Par un mémoire, enregistré le 4 septembre 2020, la directrice départementale des finances publiques du Val-d’Oise conclut au rejet de la requête.
Elle soutient qu’aucun des moyens de la requête n’est fondé.
Vu les autres pièces du dossier.
Vu :
— le code général des impôts et le livre des procédures fiscales ;
— le code de justice administrative.
Les parties ont été régulièrement averties du jour de l’audience.

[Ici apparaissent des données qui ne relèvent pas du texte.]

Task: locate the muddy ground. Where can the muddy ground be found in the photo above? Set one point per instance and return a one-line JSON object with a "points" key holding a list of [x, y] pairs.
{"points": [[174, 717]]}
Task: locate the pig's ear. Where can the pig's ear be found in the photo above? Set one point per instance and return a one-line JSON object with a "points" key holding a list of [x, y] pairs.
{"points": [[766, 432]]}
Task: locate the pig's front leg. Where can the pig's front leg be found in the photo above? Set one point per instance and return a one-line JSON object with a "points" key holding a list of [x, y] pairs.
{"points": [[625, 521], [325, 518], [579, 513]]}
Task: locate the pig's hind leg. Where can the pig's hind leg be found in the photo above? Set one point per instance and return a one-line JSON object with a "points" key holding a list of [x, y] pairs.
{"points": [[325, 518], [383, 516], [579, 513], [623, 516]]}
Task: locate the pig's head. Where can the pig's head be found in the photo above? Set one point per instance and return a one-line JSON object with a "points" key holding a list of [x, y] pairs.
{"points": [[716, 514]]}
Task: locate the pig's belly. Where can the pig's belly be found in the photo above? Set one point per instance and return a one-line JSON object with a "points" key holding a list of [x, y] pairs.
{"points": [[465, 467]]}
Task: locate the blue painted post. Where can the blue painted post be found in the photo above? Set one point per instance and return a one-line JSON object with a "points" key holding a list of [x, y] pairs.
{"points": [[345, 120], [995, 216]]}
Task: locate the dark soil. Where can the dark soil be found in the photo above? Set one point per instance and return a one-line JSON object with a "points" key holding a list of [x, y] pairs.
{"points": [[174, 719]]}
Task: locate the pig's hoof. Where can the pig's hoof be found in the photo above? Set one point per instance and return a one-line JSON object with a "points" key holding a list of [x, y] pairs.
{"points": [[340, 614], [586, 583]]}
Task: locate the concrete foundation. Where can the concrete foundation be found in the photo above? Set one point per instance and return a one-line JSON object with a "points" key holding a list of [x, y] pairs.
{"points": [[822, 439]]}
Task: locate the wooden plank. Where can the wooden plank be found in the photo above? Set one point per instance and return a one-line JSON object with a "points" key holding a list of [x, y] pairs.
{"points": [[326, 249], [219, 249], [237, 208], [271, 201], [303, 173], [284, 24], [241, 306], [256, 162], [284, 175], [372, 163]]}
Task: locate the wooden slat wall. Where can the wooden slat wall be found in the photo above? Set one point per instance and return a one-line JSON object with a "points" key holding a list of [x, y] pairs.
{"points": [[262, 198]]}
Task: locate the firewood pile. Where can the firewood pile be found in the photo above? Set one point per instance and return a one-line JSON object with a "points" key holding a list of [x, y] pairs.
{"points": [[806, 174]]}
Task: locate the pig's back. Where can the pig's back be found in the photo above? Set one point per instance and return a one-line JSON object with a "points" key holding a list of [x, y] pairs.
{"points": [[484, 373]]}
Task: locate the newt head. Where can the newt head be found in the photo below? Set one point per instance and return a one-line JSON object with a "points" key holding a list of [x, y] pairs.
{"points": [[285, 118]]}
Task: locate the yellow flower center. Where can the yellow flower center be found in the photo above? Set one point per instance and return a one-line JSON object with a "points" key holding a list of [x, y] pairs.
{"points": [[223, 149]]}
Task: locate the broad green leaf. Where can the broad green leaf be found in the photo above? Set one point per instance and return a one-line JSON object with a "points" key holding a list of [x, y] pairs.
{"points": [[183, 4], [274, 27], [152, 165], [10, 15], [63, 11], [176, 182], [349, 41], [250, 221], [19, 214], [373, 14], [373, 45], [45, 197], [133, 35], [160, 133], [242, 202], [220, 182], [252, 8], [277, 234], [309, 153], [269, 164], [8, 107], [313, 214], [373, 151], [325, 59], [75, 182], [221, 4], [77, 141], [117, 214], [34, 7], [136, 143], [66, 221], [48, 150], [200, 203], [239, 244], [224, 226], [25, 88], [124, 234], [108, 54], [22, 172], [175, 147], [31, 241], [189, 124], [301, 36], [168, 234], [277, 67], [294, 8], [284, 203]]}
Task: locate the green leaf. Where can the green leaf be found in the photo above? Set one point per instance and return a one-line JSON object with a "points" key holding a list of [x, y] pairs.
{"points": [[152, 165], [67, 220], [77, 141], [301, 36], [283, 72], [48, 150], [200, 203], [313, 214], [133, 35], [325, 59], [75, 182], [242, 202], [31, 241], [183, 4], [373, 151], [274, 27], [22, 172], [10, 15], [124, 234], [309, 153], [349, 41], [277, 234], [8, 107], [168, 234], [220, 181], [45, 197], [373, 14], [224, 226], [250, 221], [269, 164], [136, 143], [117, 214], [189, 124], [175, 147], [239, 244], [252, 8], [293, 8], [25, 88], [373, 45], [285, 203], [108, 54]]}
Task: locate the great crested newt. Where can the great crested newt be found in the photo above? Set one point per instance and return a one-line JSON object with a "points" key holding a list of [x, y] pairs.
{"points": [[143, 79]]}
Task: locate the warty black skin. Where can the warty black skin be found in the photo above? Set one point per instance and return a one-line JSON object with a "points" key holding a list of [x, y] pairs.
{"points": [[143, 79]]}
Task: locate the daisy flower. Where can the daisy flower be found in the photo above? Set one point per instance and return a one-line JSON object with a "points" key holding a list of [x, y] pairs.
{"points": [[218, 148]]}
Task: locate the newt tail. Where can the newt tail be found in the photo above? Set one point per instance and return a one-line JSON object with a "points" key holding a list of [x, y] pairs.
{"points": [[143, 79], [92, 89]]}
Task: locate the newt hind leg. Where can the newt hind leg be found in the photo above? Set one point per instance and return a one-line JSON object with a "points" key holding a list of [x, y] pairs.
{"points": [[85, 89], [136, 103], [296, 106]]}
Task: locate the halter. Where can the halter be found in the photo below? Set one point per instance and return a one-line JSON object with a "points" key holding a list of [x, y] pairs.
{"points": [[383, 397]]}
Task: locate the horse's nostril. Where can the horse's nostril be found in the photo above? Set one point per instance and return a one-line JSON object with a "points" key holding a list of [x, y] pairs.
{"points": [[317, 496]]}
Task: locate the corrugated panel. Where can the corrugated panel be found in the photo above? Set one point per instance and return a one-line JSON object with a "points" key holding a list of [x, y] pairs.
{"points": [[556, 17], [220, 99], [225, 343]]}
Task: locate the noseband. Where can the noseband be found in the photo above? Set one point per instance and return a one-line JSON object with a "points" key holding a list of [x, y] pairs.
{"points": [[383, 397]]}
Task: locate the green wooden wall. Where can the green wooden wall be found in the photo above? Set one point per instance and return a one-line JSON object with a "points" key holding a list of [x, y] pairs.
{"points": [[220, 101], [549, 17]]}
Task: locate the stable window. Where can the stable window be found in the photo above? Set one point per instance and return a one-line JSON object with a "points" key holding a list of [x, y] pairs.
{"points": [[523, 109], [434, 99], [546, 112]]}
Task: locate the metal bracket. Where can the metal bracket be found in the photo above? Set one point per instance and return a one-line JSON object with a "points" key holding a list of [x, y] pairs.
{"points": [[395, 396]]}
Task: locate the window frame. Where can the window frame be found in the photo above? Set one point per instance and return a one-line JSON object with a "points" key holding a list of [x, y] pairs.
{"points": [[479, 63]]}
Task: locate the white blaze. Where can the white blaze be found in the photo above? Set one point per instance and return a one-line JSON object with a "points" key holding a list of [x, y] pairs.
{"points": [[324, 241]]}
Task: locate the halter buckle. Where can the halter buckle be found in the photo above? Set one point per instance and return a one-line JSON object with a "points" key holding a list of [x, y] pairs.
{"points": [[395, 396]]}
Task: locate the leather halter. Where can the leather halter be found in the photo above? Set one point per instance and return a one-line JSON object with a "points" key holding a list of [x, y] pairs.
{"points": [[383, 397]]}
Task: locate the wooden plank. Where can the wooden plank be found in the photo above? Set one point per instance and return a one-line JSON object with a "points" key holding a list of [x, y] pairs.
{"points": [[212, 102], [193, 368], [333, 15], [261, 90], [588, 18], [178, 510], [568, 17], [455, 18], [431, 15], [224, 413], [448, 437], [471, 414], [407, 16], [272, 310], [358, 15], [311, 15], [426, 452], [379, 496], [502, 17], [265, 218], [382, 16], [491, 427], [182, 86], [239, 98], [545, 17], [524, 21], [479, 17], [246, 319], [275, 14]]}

Ont été entendus au cours de l’audience publique :
— le rapport de M. Weiswald, rapporteur,
— et les conclusions de Mme Chabrol, rapporteure publique.
Considérant ce qui suit :
1. Par un courrier du 25 septembre 2019, l’administration fiscale a adressé à Mme C B une demande de renseignements, sur le fondement des dispositions de l’article L. 10 du livre des procédures fiscales, concernant des avoirs détenus à l’étranger et non déclarés au titre des années 2014, 2015, 2016 et 2017 et l’a invitée à fournir une déclaration pour chaque compte ouvert. Par un courrier du 7 octobre 2019, Mme B a adressé à l’administration une déclaration n° 3916 de fermeture de compte à l’étranger et une autre pour l’ouverture d’un compte assurance vie. Par un courrier du 21 octobre 2019, elle a été informée des conséquences fiscales du dépôt d’une non déclaration de compte détenu à l’étranger pour les années en litige et de la mise à sa charge d’amendes fiscales d’un montant de 1 500 euros par année. Ces amendes ont été mises en recouvrement le 29 novembre 2019 et la réclamation présentée le 23 décembre 2019 par Mme B contre ces amendes a été rejetée par l’administration fiscale le 7 janvier 2020. L’intéressée a alors saisi le conciliateur fiscal départemental des Hauts-de-Seine par courrier du 16 janvier 2020 qui lui a adressé une réponse le 19 février 2020 en lui précisant que les amendes appliquées étaient fondées et que les circonstances de l’espèce ne se prêtaient pas à une application mesurée de la loi fiscale. Par la présente requête, Mme B doit être regardée comme demandant au tribunal de prononcer la décharge des amendes qui lui ont été infligées au titre des années 2014, 2015, 2016 et 2017 sur le fondement des dispositions du IV de l’article 1736 du code général des impôts.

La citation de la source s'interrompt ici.